Jak mnie czasem wkurza rodzinka żony (w sensie moja czasem też, ale to wpis o rodzince żony akurat).
Ostatnio żona była u siostry z dzieciakami. Jak wracała pakuje dzieciaki do samochodu, a jej siostra i matka siadły na nią, że po co tak mocno dzieciaki zapina i że się jej poduszą. Żonka sensownie odpowiada, że tak trzeba, bo w razie wypadku pasy muszą być napięte, a one dalej swoje, że się dzieciaki poduszą i zaczynają luzować młodszemu pasy. Żonka wkurzona sama naciągnęła pasu tak jak być powinny, pierdyknęła drzwiami i pojechała do domu.
Ostatnio znowu mieliśmy o to spinę tym razem z siostrą żony i jej mężem, ale tym razem to ja prowadziłem. Standardowo najpierw tekst, że podusimy te dzieciaki. Na to spokojnie jeszcze odpowiadam, czy wiedzą po co w samochodach montuje się napinacze pasów które dociągają pasy podczas wypadków i czy wiedzą, że fotelik nie ma czegoś takiego. Odpowiedź szwagierki w stylu: "no tak, ale przecież jak będą tak napięte pasy, to przy uderzeniu głowa mu poleci do przodu, a reszta ciała nie i może sobie coś uszkodzić". No to już mniej spokojnie mówię, że przecież miała fizykę na studiach i w przypadku nienapiętych pasów ten efekt będzie jeszcze gorszy.
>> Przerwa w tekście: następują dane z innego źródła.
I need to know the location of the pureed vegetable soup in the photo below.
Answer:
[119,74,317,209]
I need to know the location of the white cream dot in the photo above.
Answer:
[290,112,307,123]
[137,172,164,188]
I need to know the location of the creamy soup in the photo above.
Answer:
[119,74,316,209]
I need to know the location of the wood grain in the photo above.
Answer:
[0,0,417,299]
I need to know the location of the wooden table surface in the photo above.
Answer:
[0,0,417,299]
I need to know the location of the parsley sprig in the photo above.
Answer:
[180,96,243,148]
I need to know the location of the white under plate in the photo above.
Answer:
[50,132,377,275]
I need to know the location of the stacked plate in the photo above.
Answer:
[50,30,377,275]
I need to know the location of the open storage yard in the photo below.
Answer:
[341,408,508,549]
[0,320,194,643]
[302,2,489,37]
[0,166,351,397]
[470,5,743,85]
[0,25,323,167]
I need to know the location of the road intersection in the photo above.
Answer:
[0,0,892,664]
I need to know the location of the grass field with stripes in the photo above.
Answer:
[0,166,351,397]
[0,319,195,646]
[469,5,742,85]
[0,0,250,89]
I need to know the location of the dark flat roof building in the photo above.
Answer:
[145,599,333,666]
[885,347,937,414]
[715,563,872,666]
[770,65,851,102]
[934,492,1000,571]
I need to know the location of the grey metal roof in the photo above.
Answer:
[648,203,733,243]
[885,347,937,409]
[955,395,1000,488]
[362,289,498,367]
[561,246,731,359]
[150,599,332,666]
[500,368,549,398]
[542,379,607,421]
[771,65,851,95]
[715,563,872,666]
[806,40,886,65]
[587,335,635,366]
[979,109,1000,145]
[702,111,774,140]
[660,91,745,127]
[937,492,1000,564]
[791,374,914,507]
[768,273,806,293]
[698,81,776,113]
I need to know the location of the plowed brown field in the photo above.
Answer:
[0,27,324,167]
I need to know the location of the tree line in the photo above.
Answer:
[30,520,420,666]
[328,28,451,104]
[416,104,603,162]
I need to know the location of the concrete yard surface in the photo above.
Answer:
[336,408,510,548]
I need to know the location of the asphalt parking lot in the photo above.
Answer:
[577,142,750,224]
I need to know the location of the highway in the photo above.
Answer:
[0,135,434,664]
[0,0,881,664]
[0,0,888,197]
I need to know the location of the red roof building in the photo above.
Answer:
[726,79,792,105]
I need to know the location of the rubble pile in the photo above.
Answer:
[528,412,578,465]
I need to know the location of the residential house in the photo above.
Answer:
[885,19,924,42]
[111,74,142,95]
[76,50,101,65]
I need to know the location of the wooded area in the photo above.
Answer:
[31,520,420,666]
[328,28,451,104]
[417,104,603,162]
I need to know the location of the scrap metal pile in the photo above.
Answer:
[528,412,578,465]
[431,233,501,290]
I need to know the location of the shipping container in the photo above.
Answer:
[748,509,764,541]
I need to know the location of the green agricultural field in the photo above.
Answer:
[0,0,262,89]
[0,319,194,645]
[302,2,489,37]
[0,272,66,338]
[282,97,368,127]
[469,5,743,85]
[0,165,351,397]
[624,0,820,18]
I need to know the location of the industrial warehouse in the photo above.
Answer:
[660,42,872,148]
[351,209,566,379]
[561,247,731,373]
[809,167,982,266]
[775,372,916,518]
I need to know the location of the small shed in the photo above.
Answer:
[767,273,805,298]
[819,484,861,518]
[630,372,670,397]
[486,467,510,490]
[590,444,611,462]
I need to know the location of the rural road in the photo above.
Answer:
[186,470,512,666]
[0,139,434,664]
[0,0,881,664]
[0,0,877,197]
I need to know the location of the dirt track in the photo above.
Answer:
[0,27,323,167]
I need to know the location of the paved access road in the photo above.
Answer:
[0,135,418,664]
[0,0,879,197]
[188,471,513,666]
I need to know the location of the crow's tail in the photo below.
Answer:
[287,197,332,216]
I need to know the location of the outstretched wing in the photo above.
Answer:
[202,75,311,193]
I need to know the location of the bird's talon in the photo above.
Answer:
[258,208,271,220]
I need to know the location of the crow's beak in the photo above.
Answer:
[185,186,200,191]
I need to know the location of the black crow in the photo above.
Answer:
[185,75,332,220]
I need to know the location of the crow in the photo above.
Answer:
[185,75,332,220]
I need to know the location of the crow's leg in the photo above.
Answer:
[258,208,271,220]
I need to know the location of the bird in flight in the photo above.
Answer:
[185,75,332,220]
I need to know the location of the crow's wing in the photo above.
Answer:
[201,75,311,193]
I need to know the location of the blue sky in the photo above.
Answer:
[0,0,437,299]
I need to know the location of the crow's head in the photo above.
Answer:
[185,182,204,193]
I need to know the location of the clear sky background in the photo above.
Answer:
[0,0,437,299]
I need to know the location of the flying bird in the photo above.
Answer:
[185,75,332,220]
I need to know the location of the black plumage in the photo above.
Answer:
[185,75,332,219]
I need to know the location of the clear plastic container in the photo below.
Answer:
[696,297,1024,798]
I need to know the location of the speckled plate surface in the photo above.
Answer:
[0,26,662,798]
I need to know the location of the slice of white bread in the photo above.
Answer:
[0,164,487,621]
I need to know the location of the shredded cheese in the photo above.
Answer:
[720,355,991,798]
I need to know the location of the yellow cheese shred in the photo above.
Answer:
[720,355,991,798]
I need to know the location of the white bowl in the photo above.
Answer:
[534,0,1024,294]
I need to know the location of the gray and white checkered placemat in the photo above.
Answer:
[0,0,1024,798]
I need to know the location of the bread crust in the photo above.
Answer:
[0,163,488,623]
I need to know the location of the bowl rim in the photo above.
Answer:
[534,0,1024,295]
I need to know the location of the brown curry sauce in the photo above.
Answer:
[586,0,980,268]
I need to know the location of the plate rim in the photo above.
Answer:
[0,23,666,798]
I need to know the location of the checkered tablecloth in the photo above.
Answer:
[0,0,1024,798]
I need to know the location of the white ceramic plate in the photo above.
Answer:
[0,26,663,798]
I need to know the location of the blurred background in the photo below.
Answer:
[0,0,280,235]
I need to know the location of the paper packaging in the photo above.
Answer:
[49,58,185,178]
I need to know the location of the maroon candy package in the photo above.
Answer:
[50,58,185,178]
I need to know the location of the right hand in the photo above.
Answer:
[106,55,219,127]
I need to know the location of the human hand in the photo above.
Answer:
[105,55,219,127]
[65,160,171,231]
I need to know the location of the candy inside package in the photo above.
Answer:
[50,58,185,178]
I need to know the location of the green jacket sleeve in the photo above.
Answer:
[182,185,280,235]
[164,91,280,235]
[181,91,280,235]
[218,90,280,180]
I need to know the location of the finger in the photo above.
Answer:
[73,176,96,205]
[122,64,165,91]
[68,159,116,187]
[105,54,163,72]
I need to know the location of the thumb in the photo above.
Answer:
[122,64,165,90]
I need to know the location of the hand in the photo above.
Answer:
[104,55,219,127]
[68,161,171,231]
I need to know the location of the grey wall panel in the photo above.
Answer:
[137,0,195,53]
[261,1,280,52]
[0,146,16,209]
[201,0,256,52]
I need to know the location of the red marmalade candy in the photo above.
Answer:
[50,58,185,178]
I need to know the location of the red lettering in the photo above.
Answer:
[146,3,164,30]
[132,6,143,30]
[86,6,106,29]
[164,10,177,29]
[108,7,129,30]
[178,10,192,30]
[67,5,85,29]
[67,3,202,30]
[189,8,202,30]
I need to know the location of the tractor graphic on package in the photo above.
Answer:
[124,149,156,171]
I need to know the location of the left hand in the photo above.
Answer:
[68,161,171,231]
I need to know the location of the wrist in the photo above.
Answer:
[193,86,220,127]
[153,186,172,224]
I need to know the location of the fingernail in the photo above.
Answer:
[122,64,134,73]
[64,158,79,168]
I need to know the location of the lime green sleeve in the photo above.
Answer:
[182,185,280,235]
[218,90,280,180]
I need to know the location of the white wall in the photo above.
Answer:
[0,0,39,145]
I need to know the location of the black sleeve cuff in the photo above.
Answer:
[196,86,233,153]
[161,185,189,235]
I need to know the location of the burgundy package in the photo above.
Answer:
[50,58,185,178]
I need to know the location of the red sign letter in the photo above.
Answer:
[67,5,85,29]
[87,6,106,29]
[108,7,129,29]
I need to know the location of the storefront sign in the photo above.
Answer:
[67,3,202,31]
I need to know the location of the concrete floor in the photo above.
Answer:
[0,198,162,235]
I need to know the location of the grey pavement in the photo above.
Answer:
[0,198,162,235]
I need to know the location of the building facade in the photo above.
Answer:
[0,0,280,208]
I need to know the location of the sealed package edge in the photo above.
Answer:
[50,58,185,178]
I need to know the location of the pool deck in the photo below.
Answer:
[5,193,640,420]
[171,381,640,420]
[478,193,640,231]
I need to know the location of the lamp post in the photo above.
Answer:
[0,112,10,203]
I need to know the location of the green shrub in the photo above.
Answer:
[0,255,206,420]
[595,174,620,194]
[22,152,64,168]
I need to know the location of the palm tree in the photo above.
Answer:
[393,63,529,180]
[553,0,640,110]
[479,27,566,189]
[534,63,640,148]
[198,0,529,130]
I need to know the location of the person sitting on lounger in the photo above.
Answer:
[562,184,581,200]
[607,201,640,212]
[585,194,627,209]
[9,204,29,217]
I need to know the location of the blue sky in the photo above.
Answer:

I tu jeszcze wtrącenie szwagra, że my to przesadzamy, bo przecież jedziemy tylko kawałek i przecież nic się nie stanie. Tu już wkurzony nieźle, ale ciągle spokojny odpowiadam, że nie miałem pojęcia, że wypadki zdarzają się tylko w dalekich trasach. Nie dyskutowałem dalej, tylko zapakowałem dzieciaki i pojechałem.

#!$%@? mnie okrutnie gdy ktoś ma takie podejście do bezpieczeństwa dzieci. Sami często jadą z dzieciakiem na kolanach od mamy do domu, bo to przecież tylko parę km, a wygodniej jechać w 6 niż na dwa razy. Teściu ma fotelik, bo czasem musi przewieźć któreś z wnucząt, ale fotelik ujowo zamocowany, tak że cały lata, a do tego z pasami, bez żadnych naramienników, tylko po to, żeby mandatu nie dostać za brak fotelika, bo przecież nigdzie daleko nie wozi wnuków, najwyżej parę km.
To mnie #!$%@?, ale jeszcze spoko, bo w końcu ich dzieci. Ale jak ktoś się #!$%@? w bezpieczeństwo moich dzieci, to mnie krew zalewa i #!$%@? strzela. Generalnie rodzinka spoko, narzekać za bardzo nie mogę, ale tą jedną kwestią podnoszą mi ciśnienie okrutnie..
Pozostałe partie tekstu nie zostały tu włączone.